The FINANCIAL — Argentina, host of the 11th Ministerial Conference recently held in Buenos Aires, has completed its ratification process for the Trade Facilitation Agreement (TFA).
Argentina’s WTO ambassador Hector Marcelo Cima submitted his country’s instrument of acceptance to WTO Director-General Roberto Azevêdo on 22 January. Argentina is the 128th WTO member to have done so.
“Argentina’s ratification of the Trade Facilitation Agreement reflects our commitment to reforms for a reliable, productive and sustainable environment for growth, employment and development,” Ambassador Cima said. “It is also a firm gesture of support for multilateralism and the shared objective of pursuing fair trade based on clear rules,” he said.
Earlier, Argentina had submitted its Category notifications, outlining which substantive provisions of the TFA it intends to implement immediately or after a transitional period.
The TFA entered into force on 22 February 2017 following its ratification by two-thirds of the WTO membership. In addition to Argentina, five more members have ratified the TFA since the last meeting of the WTO Trade Facilitation Committee on 3 November. These are the Central African Republic, Israel, Indonesia, South Africa, and Antigua and Barbuda.
Concluded at the WTO’s 2013 Bali Ministerial Conference, the TFA contains provisions for expediting the movement, release and clearance of goods, including goods in transit. It also sets out measures for effective cooperation between customs and other appropriate authorities on trade facilitation and customs compliance issues. It further contains provisions for technical assistance and capacity building in this area.
The full implementation of the TFA is estimated to reduce global trade costs by an average of 14.3%, with African countries and least-developed countries (LDCs) forecast to enjoy the biggest average reduction in trade costs. Furthermore, the TFA is forecast to add up to 2.7% a year to world export growth and more than 0.5% a year to world GDP growth over the 2015-30 horizon, according to WTO.
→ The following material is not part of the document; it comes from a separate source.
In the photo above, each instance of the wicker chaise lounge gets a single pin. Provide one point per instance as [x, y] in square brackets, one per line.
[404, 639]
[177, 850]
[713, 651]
The TFA broke new ground for developing and least-developed countries in the way it will be implemented. For the first time in WTO history, the requirement to implement the Agreement was directly linked to the capacity of the country to do so. In addition, the Agreement states that assistance and support should be provided to help them achieve that capacity.
A Trade Facilitation Agreement Facility (TFAF) was also created at the request of developing and least-developed country members to help ensure that they receive the assistance needed to reap the full benefits of the TFA and to support the ultimate goal of full implementation of the new agreement by all members.
At the 11th Ministerial Conference in Buenos Aires, the TFAF together with its partner organizations held a side event where public and private sector leaders exchanged insights on implementing the TFA. Speakers highlighted the importance of local ownership of reform plans, multi-stakeholder cooperation, and capacity building to successfully implement the Agreement.